Twitter on Tuesday put a “public interest notice” on a tweet by US President Donald Trump that threatened protesters with “serious force.”

The warning label said the tweet is “violating our policy against abusive behavior, specifically, the presence of a threat of harm against an identifiable group.”

Trump posted the tweet earlier in the day, saying he would not let protestors declare an “Autonomous Zone” in Washington D.C.

“If they try they will be met with serious force,” Trump wrote.

The microblogging site said the tweet will “remain on the service given its relevance to ongoing public conversation” but engagements will be limited.

Users are able to retweet it with comment but can no longer like, reply or retweet.

His tweet was in response to demonstrations that took place in Lafayette Park across from the White House where protesters late Monday reportedly tried to bring down a statue of former President Andrew Jackson.

Protesters spray-painted “BHAZ” near the White House, an acronym for “Black House Autonomous Zone,” according to The Hill website.

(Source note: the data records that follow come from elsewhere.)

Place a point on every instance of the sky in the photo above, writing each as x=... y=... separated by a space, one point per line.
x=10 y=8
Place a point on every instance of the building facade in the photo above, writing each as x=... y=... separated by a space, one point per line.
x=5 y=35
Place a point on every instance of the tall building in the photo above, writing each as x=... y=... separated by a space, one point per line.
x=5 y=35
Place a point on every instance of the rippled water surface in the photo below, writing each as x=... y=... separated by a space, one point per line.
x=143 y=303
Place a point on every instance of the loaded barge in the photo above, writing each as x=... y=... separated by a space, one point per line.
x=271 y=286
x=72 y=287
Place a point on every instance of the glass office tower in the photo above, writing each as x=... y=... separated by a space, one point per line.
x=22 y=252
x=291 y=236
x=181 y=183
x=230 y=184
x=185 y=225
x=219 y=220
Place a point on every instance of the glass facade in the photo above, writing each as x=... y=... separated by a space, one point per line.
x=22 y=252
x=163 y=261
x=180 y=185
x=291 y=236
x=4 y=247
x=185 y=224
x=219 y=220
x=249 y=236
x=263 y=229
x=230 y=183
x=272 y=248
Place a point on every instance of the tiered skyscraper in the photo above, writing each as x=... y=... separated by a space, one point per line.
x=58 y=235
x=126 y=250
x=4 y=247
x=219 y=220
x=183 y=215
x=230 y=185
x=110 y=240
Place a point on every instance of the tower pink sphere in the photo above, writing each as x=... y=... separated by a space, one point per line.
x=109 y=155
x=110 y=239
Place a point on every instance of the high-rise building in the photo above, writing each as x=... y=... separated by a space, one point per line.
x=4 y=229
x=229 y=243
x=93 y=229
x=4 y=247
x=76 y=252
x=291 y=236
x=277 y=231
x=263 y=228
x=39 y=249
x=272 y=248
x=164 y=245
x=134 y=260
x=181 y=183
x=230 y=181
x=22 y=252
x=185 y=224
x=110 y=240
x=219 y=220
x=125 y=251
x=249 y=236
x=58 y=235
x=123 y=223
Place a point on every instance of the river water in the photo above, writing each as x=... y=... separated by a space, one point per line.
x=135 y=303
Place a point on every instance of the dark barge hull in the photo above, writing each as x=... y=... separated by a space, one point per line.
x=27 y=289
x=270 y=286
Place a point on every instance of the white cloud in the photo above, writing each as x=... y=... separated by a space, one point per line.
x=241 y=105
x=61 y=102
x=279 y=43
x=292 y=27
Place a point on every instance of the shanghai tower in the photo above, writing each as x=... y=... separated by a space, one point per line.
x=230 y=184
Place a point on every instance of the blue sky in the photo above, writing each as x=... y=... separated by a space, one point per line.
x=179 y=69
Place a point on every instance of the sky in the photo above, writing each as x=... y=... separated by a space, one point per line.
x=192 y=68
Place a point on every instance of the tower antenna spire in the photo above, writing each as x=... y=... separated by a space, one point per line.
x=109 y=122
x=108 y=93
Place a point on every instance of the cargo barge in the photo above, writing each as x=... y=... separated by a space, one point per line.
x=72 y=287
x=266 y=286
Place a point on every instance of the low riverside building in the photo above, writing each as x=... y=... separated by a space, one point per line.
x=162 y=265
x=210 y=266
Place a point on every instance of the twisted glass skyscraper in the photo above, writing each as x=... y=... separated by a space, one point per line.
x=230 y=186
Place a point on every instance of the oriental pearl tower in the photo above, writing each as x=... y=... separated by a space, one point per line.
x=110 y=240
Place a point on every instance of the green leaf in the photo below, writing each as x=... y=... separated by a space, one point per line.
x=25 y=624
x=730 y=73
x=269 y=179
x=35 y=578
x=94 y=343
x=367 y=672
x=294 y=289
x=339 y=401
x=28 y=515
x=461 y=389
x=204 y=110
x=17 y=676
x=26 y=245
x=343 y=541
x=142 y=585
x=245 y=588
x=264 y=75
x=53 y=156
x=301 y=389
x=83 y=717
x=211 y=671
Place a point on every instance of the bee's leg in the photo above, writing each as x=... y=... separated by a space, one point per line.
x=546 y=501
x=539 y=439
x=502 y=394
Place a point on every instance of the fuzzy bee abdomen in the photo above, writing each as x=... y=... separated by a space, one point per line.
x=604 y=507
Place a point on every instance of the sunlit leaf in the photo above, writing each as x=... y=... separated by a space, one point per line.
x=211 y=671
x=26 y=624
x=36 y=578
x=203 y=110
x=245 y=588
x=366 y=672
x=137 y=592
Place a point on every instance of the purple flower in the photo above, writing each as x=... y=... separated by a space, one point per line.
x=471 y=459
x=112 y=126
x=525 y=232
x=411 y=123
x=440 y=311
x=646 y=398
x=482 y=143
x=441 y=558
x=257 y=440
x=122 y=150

In late May, Twitter placed warnings on two of the president’s tweets about mail-in voting and attached a label on his tweets about protests in Minneapolis, Minnesota because the company said it “glorifies violence” when Trump wrote: “When the looting starts, the shooting starts.”

It also labeled as “manipulated media” last week a video posted by Trump that twisted a viral video of two toddlers.

The video shows a black child running away from a white child while playing, with a fake CNN caption that read: “Terrified toddler runs from racist baby.”

Sporadic protests continue in response to police brutality and racisms in the US in the wake of the death of George Floyd last month, who was pinned down in Minneapolis after reportedly attempting to use a counterfeit $20 bill at a local store.

Video footage on Facebook showed Floyd handcuffed and cooperating.

But police claim he resisted arrest. One of the officers kneeled on his neck, despite Floyd’s repeated pleas of “I can’t breathe.”